The Apple Tree Conundrum

“There may have been a strong wind blowing the day the apple fell from the tree” was the quote I heard on a sitcom recently.

Everyone thinks they are very different from their parents. Some try their best to be different from their parents. Can one really be that different, even if they live in different continents or in completely juxtaposed opposite lives?

It always amazes me to think how different (and alike) we are from our parents (and children) and where these similarities start or end.

Recently I was reminded of an incidence in my seventh/eighth grade. I was sad the day my mom told me to stop associating with a new friend because he came from a “different” type of family.
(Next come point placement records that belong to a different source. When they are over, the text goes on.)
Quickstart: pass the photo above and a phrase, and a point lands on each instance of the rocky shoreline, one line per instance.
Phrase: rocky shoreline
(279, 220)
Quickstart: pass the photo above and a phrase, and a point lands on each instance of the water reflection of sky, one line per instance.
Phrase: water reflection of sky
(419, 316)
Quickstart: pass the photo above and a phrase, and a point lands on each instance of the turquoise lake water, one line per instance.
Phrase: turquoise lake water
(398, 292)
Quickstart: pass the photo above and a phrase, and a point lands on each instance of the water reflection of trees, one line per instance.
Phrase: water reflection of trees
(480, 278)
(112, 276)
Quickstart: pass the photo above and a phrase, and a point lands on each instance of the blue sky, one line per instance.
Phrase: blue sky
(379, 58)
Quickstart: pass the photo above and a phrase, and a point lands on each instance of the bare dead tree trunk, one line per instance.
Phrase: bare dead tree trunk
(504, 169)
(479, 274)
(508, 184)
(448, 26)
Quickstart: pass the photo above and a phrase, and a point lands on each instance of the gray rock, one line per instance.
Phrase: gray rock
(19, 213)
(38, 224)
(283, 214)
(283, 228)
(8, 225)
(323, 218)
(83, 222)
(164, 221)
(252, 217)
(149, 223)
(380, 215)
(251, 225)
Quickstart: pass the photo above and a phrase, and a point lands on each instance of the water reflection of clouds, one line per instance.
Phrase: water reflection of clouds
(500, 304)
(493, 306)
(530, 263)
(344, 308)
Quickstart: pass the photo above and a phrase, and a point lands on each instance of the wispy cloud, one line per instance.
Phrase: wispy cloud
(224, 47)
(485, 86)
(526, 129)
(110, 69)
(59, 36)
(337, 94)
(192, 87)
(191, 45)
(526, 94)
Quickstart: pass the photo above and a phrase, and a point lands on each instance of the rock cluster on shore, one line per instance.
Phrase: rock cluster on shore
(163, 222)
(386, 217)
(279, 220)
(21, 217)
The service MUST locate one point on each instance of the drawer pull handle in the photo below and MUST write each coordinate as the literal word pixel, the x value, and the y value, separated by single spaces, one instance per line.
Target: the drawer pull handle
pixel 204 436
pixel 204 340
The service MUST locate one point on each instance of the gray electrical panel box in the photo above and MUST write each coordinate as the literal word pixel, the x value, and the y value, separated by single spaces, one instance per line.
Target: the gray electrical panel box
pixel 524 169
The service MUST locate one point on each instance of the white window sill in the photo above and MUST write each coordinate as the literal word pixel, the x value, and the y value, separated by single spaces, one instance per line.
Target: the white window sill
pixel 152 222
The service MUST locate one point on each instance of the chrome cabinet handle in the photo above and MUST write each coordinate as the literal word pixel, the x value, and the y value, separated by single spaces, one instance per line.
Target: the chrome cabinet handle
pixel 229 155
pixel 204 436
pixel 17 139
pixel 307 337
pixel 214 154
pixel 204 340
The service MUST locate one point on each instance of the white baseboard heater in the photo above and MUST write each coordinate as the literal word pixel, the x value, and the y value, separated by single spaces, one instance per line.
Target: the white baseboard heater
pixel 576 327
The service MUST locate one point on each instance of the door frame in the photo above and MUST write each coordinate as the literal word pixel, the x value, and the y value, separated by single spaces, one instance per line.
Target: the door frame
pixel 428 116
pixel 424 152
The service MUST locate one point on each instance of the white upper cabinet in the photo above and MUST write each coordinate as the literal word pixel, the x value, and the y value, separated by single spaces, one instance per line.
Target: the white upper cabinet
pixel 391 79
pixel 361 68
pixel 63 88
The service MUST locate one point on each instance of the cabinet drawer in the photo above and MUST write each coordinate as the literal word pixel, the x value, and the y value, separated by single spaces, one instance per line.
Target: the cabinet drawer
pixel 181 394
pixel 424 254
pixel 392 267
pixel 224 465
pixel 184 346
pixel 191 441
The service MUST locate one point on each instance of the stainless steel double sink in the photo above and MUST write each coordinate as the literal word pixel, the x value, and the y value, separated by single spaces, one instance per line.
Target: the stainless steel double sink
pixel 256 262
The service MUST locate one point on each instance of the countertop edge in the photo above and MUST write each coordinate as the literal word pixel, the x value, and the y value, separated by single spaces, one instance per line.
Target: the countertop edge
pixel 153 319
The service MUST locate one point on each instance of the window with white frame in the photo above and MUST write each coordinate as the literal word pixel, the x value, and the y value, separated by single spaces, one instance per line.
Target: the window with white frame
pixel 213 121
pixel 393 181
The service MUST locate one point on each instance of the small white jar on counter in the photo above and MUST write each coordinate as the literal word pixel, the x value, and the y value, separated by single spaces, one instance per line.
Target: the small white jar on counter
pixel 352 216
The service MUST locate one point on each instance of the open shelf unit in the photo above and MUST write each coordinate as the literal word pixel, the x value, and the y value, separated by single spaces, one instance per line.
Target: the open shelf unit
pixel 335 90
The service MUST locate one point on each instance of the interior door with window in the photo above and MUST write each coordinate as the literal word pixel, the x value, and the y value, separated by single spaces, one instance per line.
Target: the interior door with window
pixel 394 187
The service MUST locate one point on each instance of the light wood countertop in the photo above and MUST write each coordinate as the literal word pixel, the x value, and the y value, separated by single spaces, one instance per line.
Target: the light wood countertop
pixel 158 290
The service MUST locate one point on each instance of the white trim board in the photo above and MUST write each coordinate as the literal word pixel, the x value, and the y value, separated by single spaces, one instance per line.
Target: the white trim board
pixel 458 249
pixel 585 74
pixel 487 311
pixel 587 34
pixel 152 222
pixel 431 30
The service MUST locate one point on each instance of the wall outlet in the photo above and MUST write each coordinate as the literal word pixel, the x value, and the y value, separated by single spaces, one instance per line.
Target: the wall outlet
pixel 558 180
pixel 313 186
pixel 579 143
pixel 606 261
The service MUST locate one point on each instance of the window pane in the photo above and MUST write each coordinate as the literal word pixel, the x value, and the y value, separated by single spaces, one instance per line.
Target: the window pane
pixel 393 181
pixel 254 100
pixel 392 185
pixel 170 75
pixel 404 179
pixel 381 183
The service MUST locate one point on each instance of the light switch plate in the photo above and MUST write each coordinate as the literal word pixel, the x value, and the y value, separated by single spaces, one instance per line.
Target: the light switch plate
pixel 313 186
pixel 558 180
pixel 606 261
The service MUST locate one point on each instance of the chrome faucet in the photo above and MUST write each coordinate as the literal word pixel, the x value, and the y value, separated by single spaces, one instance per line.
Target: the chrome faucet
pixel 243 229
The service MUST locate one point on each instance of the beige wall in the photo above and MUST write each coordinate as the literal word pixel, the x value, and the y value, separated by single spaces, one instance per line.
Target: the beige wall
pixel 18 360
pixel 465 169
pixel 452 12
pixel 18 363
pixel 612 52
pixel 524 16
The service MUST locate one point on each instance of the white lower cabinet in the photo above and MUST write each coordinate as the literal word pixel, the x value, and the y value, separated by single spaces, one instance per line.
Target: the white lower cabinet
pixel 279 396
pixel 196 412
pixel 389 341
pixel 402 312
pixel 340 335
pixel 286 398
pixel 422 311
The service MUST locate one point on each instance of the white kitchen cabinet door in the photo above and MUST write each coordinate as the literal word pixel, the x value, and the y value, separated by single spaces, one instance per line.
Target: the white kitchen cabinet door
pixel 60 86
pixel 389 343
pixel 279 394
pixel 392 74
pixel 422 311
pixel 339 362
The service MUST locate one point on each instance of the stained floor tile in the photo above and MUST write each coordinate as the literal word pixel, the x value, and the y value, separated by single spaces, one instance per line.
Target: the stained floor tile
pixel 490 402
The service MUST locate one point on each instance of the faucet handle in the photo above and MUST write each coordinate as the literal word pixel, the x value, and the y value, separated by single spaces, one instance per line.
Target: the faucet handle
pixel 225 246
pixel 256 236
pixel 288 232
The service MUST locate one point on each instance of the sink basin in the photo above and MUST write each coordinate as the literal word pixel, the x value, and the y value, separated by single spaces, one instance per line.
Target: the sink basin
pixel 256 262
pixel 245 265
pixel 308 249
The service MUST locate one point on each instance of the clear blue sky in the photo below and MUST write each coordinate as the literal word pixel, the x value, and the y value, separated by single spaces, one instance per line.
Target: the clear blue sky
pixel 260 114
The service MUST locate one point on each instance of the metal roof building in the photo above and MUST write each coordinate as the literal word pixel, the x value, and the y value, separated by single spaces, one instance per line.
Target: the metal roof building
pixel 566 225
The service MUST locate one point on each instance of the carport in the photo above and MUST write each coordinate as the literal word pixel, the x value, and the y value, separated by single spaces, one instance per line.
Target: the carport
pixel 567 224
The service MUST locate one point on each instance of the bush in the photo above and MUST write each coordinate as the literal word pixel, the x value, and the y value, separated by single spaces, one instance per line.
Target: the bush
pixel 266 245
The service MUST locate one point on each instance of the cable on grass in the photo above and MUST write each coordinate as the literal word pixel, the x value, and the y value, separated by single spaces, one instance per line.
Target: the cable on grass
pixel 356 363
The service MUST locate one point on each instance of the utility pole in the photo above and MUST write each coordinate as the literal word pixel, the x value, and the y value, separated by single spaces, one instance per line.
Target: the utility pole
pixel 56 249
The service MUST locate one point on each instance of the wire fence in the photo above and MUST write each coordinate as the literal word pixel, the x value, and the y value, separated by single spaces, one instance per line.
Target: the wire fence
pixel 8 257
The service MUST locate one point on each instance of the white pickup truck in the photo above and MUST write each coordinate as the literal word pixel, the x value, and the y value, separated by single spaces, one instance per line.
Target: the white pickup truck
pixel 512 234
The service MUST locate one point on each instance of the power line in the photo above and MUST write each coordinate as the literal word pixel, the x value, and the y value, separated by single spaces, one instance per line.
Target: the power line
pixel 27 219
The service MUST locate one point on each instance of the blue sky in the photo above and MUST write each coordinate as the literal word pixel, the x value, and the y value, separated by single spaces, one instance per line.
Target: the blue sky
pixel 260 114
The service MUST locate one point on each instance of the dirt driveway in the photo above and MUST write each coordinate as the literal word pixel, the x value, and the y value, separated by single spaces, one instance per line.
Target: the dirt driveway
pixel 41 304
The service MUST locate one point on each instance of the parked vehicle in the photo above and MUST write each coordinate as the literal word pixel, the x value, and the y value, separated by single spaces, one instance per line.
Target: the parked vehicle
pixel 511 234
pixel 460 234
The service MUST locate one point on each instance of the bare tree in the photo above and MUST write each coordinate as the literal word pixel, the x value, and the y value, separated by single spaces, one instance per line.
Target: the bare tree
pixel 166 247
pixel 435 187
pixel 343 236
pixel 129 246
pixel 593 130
In the mid 70s/80s in Bangladesh, we were the limited income families and my new friend’s parents came from a “baniya” (business) background and had more of a freewheeling (money spending) lifestyle. My mother explained that they had very different “values” and I couldn’t be friends with him no more!

It seems bizarre in today’s context, but I lost my friend and since then, have not re-connected with him.

Recently, we told our teenager to stop mixing with one of her friends because we found her parents to be obnoxious and rude (from many different, unexplained dimensions). I know it sounds weird, but the question remains: can the apple really fall that far from the tree?

The ultimate debate of “nature” vs. “nurture” rages on in academia, but what my mother did some thirty years ago and what we are trying to do, today, are ironically not that different. Sometimes misguided, (but mostly on mark,) parental instincts, always drive us to try and protect our children from harm and heartbreak. We have this inner confidence that, having been through our own experiences, we now have much more wisdom (!) to pass our learning to our naïve children.

Sometimes I wonder, had I remained friends with that lanky kid in Dhaka, would I have turned up, somehow, a different person? Many of my parents friends’ children, coming from these “middle/limited income families” made ostentatiously egregious life-choices and didn’t turn out any better/worse.

I realize that not all families have similar biases. In today’s day/age, a blacksmiths son doesn’t necessarily have to become a blacksmith. Men and women our age are charting completely different courses of lives from their parents (and ancestry). I also don’t (in my mind) believe that a seriel killer’s son has to be a seriel killer.

We talk the large egalitarian dream of being completely unbiased and nonchalant about the environment and its surroundings. We parrot large, classically American phrases: Fairness, Equality, Justice!

But in the prisms of our heart, we hold that darkness (or maybe it’s light), that causes us to think of lurking danger when we see an alcoholic or an abusive parent and tell our daughters to stay away from their sons.

My heart wishes to be more egalitarian; I wish I could tell my teenage daughter to be just open her arms to all who enter her life; but I have not been able to reconcile between what my mind thinks and how my heart feels.

My frailty is that I love her too much and I just cannot watch her getting hurt. Even living in a different continent, like my parents, I superimpose my biases on her every day, with the associations I choose and the values I chastise.

In my mind, I know, that this maybe a complete mistake. But, in my heart, my child’s protection becomes my ultimate priority.

After all, now, that I feel that my tree has a purpose of its own, when my apple lands on the ground, I want no bruises (and I don’t want the wind to blow too strongly either).

At the end of the day, my identity has evolved: from a liberal educated man to a careful, protective parent.